A manager and team that obsesses with that preparation will win every time. And a lot of that work happens well before it’s time to “code.”
Applying Farming to Management
Let’s go through each aspect of “farming” and how it applies to engineering leadership
Don’t shout at the crops
Pressure tactics are among the least effective methods for gaining commitment. Your employees may do the task but they aren’t bought in. It can be used in emergencies for quick, short-term actions, but over-reliance will harm leadership effectiveness.
Are you the boss farmer or leader farmer?
Don’t jump to conclusions when progress stalls. Delays are rarely from lack of effort. Instead, it’s likely unclear requirements, shifting scope, or tech debt.
Don’t blame the crop
Getting instant results is rare. If the team isn’t humming right away, avoid that instinct to blame others. The answer is usually with you as the manager and how else you can improve the team setup. Velocity improves with clarity, tooling, and team trust.
Be deliberate about finding the reasons behind a problem
Deliberate thought on what could be causing the slowdown removes the emotion and tendency to just blame others. But engineering and product development has ramp-up time: building team trust, setting up CI/CD tooling, cleaning up tech debt, improving flow.
Don’t uproot crops too early
Too much thrash kills overall velocity. Sprinting in a zig-zag will make less overall progress than clear focus on a solid plan.
So you need to pick a direction, give the team enough runway, then evaluate. Disciplined “pivot vs persevere” decisions rather than knee-jerk changes.
The research backs this up. Google’s long-term study on the best managers noted that great managers set a crisp direction, make hard calls, and then empower the team to execute without micromanaging.
Choose the best plants for the soil
Match the right team, tech stack, and process to the problem space. 0->1 startups and enterprise-scale infra need different solutions.
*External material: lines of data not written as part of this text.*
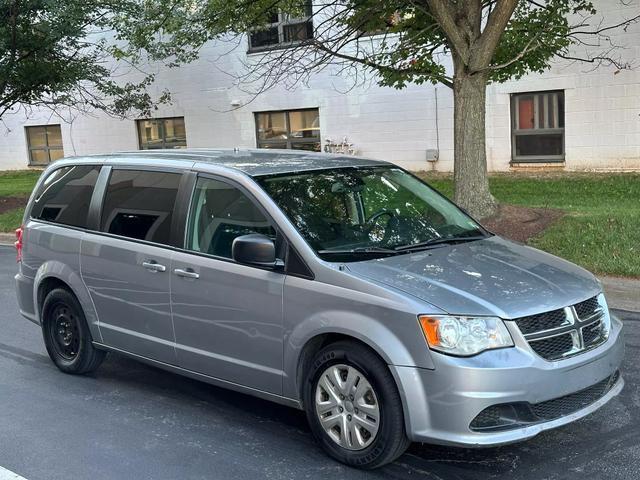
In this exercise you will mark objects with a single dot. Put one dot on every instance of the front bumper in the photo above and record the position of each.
(440, 404)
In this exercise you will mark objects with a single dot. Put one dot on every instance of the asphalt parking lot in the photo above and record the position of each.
(133, 421)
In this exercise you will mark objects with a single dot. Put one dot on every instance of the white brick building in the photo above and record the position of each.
(572, 117)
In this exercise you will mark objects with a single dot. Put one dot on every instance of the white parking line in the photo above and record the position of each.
(9, 475)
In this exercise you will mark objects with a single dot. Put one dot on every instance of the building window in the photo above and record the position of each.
(537, 121)
(45, 144)
(162, 133)
(293, 129)
(283, 29)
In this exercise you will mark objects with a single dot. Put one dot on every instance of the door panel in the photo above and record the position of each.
(132, 299)
(227, 316)
(228, 322)
(128, 271)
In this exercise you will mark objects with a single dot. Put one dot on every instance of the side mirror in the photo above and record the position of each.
(255, 249)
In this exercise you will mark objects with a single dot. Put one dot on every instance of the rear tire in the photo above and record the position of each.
(66, 334)
(353, 406)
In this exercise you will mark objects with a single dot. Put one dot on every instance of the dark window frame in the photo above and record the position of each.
(548, 95)
(47, 148)
(40, 192)
(284, 20)
(176, 211)
(290, 141)
(254, 201)
(165, 144)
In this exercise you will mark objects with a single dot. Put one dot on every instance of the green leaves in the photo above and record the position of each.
(56, 54)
One-size-fits-all tools rarely work everywhere. Consider what part of the s-curve your team, org, or company is on and tailor the team, talent, and process as appropriate.
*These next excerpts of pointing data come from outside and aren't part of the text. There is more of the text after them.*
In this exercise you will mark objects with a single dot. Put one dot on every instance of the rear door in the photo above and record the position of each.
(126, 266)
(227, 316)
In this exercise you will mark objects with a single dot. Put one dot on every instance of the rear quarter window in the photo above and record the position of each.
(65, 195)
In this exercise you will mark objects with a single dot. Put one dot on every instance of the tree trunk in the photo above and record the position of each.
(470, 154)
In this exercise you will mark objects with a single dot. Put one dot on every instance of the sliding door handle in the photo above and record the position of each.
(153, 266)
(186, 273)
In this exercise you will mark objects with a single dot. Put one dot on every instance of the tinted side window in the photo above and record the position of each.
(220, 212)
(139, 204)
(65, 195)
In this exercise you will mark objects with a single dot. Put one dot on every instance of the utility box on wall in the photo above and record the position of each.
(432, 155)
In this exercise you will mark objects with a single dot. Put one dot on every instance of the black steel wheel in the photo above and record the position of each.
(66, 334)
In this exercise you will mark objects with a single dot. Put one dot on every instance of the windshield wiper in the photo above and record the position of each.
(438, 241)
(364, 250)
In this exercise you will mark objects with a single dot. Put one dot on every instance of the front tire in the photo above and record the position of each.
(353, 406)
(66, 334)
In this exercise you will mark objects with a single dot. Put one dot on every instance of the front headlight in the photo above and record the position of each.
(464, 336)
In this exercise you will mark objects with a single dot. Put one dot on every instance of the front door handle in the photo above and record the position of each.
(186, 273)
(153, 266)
Different phases of the s-curve have very different needs.
Other considerations? Growth teams need a lean process and rapid experimentation. Platform or Infra teams need more structured process, metrics around reliability. Product teams need a healthy mix of them all. You wouldn’t start a basketball team of all centers would you?
Irrigate and fertilize
Invest in your teams with mentorship, better tools, and clear strategy. Provide support and direction to keep your org healthy and productive. Focus on building a great team later vs. a good team today.
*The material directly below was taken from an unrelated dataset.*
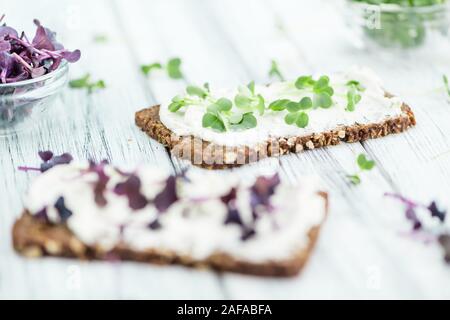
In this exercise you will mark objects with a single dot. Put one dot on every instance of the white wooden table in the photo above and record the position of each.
(360, 253)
Top managers focus on upskilling their teams, focus on career development, and creating healthy working environments.
Remove weeds
Leaders unblock their team, get rid of bad processes, unclear roles, or unnecessary meetings. Weeds choke growth just like layers and layers of bureaucracy.
Even you as the manager might the biggest blocker
Remember you will have good seasons and bad seasons
Build a culture of resilience. Build slack into your plans, and stay flexible as markets change.
Keeping a team at high stress throughout the year leads to burnout and a reduced ability to react to unplanned events. At the same time, keeping a team too calm can lead to complacency and also leaves them ill-equipped to respond when something unexpected happens.
The sine-wave approach can often be optimal
The key to fostering resilience is routine and predictability, paired with intentional doses of stress: moments of challenge where the team is pushed. When those moments are spaced and purposeful, the next challenge is absorbed better. This “sine-wave” approach keeps your team on their toes while avoiding burnout and sustained low performance.
Want Better Team Performance? Start with Yourself
So while you can focus on better coding tools, better sprint processes, and track team output, if you want to truly unlock better performance, start with yourself.
When you analyze the reasons for poor individual or team performance, you’ll often find you have most of the answers.
Are you…
- Obsessing about your business strategy?
- Understanding your customers?
- Thinking about org design?
- Ensuring your coaching and hiring the right people?
- Unblocking and aligning your team?
- Ensuring the team is creating a good extensible architecture?
- Thinking about practical processes for your team / phase / industry?
Nail those inputs and your team’s output will zip!